Many companies we meet are experiencing pressure from the board of directors to strengthen risk oversight and, in response, they have made progress by implementing processes that serve a worthwhile purpose. However, several organisations are still struggling to integrate their risk management processes with strategic planning and performance management, and are facing barriers that are impeding progress in maturing their ERM system. Ask yourself if your status quo is sufficient to meet the challenges expected over the next few years.

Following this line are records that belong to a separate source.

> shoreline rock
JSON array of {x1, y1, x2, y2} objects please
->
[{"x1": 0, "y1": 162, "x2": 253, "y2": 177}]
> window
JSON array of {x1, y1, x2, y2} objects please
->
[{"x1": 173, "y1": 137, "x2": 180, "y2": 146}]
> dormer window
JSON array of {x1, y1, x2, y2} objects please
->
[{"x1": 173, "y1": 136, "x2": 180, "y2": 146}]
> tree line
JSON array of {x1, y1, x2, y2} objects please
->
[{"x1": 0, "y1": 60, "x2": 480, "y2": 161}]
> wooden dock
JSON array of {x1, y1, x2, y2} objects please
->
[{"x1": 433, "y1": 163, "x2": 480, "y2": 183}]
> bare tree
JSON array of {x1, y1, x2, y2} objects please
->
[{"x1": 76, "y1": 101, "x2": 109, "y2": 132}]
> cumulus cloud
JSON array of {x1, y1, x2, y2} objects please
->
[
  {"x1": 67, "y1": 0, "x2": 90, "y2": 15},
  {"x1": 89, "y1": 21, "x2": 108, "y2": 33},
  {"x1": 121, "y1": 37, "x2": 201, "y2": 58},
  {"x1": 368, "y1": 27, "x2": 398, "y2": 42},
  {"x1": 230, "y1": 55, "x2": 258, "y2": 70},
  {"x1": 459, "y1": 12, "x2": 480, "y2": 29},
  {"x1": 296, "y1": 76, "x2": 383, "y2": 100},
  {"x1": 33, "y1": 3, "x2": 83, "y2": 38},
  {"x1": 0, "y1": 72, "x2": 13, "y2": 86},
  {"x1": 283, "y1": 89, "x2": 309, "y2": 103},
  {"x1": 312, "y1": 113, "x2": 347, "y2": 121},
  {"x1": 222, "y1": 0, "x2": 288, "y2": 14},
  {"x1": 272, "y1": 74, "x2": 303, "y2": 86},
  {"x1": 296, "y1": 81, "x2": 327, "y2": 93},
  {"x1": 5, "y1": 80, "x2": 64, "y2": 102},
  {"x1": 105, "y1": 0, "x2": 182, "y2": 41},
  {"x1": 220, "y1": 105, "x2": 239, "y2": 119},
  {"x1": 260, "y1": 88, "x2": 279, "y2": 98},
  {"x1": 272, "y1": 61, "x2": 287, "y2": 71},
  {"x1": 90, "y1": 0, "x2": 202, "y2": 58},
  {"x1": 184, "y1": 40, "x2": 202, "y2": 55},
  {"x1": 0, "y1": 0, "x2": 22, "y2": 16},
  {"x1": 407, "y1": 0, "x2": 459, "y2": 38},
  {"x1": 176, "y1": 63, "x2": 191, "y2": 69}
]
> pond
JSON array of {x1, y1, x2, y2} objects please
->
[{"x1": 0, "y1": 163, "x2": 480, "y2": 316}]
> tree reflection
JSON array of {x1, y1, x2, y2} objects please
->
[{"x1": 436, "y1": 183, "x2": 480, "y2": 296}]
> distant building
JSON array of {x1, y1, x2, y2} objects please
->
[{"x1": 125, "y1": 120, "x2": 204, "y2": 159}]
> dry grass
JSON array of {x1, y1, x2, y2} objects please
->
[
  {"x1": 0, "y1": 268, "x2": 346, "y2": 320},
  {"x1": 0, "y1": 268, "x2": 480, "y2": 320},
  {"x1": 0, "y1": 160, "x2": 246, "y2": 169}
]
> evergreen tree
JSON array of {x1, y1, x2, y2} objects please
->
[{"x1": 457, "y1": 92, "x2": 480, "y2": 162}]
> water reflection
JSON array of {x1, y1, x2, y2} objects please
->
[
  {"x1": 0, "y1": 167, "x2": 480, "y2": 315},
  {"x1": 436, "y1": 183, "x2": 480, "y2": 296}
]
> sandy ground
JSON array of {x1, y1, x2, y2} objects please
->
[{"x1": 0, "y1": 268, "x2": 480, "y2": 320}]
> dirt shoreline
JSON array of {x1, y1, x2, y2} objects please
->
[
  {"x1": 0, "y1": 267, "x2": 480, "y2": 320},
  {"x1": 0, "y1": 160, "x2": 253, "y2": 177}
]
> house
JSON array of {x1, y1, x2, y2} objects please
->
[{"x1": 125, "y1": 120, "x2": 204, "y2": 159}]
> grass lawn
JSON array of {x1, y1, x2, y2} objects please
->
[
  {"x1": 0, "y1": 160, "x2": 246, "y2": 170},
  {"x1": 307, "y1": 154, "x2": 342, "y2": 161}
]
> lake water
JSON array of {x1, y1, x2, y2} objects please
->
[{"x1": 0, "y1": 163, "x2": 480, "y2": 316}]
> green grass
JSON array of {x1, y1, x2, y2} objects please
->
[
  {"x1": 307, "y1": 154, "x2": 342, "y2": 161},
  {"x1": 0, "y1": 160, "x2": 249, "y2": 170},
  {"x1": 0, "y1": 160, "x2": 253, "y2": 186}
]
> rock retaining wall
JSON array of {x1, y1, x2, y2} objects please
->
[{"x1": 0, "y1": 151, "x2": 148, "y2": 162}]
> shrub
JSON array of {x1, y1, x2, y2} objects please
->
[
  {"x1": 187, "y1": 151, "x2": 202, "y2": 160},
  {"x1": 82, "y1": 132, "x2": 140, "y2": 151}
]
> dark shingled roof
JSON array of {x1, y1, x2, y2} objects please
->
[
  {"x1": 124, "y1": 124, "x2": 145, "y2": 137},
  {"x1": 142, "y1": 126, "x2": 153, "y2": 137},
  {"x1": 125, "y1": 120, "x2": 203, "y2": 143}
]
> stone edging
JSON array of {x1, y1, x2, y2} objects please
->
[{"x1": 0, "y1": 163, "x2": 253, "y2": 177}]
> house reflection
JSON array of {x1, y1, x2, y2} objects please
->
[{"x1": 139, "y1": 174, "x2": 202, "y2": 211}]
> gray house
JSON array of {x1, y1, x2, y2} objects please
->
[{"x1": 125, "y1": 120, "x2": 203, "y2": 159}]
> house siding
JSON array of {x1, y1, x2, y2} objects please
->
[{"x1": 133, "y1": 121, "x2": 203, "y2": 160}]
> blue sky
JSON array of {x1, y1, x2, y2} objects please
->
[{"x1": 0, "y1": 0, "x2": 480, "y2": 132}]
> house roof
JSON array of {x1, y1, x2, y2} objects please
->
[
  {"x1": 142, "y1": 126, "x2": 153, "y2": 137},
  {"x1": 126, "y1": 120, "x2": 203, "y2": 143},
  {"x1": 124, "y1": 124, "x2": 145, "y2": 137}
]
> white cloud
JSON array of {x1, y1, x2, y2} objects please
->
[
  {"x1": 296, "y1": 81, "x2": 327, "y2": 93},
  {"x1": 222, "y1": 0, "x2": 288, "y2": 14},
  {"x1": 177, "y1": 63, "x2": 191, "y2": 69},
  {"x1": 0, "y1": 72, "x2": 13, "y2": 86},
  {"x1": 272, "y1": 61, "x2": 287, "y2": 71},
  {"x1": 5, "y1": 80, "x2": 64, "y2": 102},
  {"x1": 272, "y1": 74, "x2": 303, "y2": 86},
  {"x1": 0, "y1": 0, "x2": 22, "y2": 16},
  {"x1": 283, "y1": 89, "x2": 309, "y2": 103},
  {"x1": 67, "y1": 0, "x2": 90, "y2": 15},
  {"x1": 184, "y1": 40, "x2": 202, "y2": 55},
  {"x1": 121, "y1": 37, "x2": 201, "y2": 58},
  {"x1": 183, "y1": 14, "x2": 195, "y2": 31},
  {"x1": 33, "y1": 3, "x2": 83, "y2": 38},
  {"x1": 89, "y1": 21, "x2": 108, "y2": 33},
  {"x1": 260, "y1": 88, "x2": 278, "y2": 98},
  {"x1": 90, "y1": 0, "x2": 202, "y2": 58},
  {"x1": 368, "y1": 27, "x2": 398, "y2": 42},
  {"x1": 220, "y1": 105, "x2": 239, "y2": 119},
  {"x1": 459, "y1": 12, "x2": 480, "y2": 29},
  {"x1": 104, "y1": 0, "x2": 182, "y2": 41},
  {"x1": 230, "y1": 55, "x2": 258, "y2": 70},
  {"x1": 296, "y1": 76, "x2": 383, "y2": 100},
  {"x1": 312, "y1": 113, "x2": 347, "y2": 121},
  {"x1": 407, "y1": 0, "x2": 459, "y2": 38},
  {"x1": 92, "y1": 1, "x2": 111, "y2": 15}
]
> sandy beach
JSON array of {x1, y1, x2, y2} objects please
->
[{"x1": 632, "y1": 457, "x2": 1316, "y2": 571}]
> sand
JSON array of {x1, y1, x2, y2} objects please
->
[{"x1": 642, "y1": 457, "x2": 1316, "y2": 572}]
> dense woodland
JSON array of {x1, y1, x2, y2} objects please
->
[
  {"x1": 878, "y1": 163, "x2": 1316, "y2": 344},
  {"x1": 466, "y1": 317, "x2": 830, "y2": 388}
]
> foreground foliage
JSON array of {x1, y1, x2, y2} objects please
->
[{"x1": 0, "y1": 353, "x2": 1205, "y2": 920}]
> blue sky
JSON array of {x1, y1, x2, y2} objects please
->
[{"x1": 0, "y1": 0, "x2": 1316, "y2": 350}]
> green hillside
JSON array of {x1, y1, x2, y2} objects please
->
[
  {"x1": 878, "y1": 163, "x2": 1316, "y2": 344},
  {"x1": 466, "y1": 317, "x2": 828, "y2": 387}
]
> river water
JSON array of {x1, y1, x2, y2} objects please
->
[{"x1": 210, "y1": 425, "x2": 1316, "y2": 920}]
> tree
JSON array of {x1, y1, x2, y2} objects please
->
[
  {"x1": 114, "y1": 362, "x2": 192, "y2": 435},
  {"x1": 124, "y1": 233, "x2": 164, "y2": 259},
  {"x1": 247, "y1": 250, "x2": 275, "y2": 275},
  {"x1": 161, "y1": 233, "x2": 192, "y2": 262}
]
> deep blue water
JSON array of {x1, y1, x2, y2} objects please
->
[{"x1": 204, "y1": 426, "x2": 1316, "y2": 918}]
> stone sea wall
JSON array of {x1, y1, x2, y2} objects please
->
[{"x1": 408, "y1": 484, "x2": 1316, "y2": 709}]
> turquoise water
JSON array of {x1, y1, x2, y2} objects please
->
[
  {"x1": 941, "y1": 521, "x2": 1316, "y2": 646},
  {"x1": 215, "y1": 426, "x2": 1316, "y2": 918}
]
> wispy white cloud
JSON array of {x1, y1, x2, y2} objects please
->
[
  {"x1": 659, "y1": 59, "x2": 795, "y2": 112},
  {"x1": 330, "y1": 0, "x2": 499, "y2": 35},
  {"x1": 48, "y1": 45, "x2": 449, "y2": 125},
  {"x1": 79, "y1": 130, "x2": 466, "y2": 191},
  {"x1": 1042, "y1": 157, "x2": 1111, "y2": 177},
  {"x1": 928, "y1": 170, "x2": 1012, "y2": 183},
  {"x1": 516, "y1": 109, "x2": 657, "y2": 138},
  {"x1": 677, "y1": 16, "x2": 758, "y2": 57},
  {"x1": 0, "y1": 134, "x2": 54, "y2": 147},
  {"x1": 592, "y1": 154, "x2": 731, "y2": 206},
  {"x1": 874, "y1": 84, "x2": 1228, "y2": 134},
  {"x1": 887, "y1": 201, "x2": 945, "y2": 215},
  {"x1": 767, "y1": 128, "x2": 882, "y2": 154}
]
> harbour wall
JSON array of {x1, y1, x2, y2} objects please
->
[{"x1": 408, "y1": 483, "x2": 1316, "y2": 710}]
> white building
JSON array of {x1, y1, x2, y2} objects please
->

- Matt Taylor, Managing Director, Protiviti
Figure 1: The Protiviti ERM readiness quadrant

 
INITIAL ADOPTERS
“Initial adopters” are those companies that have not yet completely defined nor fully implemented an ERM programme throughout the organisation. Such companies also do not have clearly defined ERM goals or objectives nor roles and responsibilities of the various parties involved in the process. Their risk culture needs to be addressed and reinforced.
 
 
ACTIONABLE 
Companies are considered “Actionable” when the focus of their ERM programme is on strategy execution, process management and day-to-day business activities. In this quadrant, ERM mostly aims at protecting business performance in the short to medium term — including the company’s value and reputation. Although actionable companies have set strategic goals and understand the risks that may impact and/or alter how these goals are approached, ERM does not yet influence strategy-setting. 
 
 
 
INFLUENCER
 “Influencers” are firms with ERM programmes well integrated with strategic and business planning processes. As influencers, risks and opportunities are analysed and taken into deep consideration when strategic goals and objectives are defined; this integrated process is often driven by those functions that are responsible for strategic planning and business development. Although very mature in the integration with strategy setting, ERM is less evolved with regards to methodologies, tools, techniques, and ownerships, for managing and monitoring recurring risks that may impact day-to-day business performances.
 
 
 
LEADER
At “Leader” firms, ERM programmes are balanced and strongly support both strategy and performance thanks to a diffuse risk culture. During strategy and objectives setting (i.e. evaluation of strategic options, strategic planning, budgeting and forecasting activities), ERM analyses how risks and opportunities may influence value creation, providing management and the board with “risk-return” considerations to align strategies with the company’s risk appetite. During strategy and business execution, ERM proactively contributes to addressing these risks and opportunities on a recurring basis and throughout the entire organisation. This approach enables leading ERM organisations to significantly influence business performance and sustainability not only in the short and medium term, but also in the long term.